Conjugate Heat Transfer With Buoyancy Effects From Micro-Chip Sized Repeated Heaters

Abstract

Laminar mixed convection heat transfer across five in-line microchipsized heaters, surface mounted on printed circuit board (PCB), was investigated by the weighted residual finite element method. The effects of axial heat conduction within the PCB for both mixed convection and pure forced convection are reported. The flow regime considered was 200 ≤ Re ≤ 800 and 0 ≤ Gr ≤ 58,000. Internal heat generation was included in the microchip-sized blocks in order to accurately model the thermal response to predict the maximum temperature rise. On the outer PCB walls, convective heat transfer conditions were given.
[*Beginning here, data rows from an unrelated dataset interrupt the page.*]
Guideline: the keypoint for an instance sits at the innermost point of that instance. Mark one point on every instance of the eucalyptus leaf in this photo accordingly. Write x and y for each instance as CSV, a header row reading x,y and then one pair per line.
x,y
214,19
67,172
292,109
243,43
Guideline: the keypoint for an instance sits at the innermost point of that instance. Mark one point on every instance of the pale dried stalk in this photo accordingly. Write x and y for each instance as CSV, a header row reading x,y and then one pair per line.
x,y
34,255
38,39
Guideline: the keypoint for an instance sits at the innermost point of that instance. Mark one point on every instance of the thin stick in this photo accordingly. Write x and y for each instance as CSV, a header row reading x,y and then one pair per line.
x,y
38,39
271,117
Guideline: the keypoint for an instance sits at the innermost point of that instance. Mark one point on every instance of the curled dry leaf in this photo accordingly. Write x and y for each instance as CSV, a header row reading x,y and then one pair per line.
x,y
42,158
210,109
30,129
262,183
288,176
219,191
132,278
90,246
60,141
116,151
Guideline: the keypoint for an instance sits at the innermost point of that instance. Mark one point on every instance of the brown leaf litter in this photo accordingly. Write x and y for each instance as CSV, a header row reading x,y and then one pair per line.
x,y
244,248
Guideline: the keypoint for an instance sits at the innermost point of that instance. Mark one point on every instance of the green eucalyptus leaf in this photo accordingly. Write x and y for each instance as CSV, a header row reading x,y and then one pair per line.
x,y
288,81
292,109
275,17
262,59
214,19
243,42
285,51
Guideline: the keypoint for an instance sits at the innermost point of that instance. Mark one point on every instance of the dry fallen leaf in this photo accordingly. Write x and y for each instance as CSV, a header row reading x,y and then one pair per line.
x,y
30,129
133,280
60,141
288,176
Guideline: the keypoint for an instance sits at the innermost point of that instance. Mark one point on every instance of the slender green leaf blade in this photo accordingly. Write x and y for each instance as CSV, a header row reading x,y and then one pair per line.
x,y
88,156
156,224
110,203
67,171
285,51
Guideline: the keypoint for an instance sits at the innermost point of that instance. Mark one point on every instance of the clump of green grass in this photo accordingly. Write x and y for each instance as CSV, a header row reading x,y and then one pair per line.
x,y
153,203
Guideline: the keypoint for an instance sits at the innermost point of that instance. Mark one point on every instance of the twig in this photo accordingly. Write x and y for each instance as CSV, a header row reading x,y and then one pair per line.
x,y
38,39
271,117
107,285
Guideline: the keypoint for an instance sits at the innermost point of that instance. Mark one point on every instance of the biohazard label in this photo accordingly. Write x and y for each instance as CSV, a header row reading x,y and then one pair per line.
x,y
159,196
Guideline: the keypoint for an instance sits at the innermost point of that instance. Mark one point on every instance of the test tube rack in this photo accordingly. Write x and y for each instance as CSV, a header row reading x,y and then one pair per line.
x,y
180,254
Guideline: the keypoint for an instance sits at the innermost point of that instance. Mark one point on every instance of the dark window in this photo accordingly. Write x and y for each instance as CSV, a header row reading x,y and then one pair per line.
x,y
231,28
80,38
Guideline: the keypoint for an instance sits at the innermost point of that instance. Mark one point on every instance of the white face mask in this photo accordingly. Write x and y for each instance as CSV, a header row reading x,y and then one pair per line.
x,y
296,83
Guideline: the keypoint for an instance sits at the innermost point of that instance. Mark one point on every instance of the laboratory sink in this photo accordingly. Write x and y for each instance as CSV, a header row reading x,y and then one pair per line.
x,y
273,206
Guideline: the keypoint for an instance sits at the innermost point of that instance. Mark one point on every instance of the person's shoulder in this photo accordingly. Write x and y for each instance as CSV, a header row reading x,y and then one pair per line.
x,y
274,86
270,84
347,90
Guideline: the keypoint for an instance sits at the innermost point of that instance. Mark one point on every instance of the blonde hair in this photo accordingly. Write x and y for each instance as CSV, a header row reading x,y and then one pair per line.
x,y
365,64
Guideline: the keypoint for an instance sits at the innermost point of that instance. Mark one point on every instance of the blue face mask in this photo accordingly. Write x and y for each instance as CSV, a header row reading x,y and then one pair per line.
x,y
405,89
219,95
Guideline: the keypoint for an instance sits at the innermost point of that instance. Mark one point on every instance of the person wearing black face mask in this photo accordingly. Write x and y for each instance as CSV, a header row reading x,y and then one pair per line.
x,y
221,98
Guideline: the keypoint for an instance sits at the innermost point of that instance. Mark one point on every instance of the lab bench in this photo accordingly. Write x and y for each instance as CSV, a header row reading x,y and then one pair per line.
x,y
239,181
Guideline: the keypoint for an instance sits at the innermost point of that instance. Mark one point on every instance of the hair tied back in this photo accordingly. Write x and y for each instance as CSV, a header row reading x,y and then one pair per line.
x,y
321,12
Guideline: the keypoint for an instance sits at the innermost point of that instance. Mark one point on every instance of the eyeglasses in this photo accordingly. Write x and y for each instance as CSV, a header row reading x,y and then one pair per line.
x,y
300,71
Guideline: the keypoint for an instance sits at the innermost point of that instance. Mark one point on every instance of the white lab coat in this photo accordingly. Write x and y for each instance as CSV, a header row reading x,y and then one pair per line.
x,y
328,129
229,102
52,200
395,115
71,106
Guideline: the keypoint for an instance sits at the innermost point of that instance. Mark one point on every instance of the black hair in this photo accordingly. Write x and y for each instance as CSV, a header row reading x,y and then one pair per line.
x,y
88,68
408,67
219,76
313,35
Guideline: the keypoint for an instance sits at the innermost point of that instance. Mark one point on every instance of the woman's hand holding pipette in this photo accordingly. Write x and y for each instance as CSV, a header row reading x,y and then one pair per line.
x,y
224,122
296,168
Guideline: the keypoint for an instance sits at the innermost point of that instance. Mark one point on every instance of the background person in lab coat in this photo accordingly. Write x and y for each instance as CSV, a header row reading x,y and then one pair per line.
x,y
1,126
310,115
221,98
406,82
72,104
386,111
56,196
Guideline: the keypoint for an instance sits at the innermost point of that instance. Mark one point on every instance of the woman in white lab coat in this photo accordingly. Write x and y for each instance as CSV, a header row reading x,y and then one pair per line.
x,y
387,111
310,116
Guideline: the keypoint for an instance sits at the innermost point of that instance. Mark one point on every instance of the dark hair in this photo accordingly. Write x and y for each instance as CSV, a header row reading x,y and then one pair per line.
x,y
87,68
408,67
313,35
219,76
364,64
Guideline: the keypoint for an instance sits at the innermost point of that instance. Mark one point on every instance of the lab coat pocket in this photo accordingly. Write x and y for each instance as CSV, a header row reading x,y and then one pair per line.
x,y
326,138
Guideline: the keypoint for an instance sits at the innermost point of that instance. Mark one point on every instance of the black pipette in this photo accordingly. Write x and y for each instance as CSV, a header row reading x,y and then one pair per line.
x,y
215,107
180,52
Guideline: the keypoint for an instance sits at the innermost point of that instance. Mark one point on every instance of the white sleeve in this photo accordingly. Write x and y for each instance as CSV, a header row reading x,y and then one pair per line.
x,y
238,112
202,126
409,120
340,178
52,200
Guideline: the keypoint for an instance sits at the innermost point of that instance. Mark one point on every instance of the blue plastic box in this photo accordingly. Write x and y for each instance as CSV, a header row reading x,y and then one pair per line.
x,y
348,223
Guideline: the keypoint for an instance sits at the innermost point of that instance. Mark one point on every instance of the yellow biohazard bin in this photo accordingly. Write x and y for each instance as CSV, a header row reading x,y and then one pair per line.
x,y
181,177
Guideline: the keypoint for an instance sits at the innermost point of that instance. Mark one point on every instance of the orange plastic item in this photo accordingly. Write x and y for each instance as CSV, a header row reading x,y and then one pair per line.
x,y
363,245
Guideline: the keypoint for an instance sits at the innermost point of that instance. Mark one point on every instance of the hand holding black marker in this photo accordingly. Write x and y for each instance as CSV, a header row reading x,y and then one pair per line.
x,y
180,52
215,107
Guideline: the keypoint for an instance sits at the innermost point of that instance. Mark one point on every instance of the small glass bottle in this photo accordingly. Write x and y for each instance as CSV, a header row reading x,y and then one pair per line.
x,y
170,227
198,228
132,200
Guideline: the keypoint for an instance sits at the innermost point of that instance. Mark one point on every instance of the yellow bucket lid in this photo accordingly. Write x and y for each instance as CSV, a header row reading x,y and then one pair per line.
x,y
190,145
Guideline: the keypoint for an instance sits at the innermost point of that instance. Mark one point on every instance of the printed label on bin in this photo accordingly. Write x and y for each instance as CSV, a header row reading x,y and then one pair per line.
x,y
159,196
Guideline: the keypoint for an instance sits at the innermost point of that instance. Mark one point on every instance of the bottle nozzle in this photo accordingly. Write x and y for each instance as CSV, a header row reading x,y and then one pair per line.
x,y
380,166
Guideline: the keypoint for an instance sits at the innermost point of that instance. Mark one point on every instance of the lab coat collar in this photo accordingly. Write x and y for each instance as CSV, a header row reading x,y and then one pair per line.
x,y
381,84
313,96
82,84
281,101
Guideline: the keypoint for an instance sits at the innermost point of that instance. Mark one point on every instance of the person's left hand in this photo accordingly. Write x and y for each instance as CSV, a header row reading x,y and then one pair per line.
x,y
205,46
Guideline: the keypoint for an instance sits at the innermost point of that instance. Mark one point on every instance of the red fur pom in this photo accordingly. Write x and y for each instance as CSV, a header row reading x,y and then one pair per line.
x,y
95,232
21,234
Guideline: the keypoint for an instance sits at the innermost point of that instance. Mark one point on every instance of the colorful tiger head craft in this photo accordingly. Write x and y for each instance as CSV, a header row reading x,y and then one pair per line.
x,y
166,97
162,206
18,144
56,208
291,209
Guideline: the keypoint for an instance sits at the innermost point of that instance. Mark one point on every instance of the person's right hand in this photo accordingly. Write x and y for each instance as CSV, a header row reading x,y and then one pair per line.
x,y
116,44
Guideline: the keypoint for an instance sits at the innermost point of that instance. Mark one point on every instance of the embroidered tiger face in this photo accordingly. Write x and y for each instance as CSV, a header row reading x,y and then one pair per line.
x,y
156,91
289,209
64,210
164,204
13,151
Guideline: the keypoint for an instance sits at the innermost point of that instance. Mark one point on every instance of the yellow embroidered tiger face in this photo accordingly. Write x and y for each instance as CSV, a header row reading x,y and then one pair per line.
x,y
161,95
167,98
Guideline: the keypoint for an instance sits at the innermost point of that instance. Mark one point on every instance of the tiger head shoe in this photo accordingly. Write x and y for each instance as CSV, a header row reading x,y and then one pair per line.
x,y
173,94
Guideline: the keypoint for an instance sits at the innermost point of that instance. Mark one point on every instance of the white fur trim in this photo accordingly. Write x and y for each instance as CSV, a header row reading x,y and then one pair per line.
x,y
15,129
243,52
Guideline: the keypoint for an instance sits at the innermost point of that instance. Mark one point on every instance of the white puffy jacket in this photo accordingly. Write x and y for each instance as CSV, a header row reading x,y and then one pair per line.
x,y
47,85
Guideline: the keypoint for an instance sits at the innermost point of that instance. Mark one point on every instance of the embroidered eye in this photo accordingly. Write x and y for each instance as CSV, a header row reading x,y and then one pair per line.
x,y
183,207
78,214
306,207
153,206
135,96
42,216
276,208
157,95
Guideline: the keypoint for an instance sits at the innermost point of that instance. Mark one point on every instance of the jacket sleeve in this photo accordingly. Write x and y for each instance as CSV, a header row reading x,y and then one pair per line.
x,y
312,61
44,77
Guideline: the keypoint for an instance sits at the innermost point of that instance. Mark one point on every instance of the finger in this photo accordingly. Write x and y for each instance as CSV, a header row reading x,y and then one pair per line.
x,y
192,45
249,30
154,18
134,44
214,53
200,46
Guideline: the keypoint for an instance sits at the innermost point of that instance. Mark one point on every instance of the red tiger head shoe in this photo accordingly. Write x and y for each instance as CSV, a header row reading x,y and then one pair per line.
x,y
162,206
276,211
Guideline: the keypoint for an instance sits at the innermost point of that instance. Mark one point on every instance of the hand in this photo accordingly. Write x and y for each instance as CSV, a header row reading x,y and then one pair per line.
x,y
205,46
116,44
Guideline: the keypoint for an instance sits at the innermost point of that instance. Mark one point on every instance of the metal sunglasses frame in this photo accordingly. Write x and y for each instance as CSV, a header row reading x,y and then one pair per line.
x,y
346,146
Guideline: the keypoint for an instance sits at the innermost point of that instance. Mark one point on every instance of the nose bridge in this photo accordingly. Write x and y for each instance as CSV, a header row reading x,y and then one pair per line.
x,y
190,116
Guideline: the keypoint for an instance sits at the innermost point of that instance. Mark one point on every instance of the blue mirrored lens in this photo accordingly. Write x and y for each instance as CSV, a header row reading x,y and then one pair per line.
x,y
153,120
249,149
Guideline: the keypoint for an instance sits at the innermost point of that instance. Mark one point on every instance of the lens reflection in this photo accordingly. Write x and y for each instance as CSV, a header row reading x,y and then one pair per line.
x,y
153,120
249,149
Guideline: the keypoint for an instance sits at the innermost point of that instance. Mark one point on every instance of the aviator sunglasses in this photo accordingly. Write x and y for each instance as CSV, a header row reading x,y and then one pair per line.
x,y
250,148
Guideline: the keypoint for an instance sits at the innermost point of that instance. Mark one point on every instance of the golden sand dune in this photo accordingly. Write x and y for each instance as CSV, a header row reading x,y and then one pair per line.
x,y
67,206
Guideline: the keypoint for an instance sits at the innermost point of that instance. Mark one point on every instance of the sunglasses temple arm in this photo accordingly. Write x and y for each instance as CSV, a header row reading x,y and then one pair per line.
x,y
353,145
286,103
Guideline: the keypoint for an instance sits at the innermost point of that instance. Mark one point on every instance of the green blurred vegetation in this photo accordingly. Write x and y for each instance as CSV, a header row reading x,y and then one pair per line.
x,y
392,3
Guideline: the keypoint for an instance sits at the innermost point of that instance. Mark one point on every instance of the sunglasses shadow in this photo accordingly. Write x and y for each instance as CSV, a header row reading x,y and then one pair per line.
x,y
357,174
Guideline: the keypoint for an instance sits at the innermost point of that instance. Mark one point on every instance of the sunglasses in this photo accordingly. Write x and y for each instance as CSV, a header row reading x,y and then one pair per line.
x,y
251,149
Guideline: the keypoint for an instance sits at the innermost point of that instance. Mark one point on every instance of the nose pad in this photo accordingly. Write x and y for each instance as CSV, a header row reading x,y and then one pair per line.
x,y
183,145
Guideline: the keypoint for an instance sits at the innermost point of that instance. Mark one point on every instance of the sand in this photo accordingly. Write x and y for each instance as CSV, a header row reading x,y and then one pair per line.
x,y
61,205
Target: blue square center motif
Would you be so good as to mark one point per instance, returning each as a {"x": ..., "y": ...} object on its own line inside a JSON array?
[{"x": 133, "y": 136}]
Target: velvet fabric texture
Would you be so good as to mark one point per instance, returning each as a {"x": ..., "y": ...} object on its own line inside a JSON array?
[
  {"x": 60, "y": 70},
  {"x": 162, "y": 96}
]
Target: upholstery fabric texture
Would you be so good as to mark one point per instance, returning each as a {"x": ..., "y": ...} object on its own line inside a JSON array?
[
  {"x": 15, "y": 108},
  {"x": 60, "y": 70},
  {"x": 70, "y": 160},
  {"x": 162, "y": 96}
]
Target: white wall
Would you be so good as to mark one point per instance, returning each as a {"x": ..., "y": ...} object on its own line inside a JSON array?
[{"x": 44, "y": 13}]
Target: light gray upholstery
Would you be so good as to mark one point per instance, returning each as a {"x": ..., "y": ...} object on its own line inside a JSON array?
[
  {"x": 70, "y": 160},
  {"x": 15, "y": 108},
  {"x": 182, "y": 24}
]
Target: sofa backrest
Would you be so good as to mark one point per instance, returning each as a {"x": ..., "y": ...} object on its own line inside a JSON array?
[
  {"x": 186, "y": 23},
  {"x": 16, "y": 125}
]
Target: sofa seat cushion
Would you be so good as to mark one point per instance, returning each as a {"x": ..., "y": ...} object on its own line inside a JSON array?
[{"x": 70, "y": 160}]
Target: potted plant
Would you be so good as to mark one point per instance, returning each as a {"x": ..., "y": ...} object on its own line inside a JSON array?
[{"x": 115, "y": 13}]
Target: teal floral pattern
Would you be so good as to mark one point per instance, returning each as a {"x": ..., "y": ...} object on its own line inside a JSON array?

Thermophysical and transport properties based on materials used in the electronics industry, including orthotropic thermal conductivity in PCB, were used. The flow and solid domains were solved simultaneously. A sensitivity study of PCB heat transfer coefficients, isotropic thermal conductivity, thermal conductivity variations, and spacing effects was performed. The mixed convection transient heating process was compared with the steady-state formulation to estimate the influence of flow oscillation in heat transfer. It was found that the maximum temperature rise in the microchips predicted by pure forced convection was, at most, 10 percent higher than that predicted by mixed convection. The difference in maximum temperature between the trailing and leading chips in the array was 30 percent.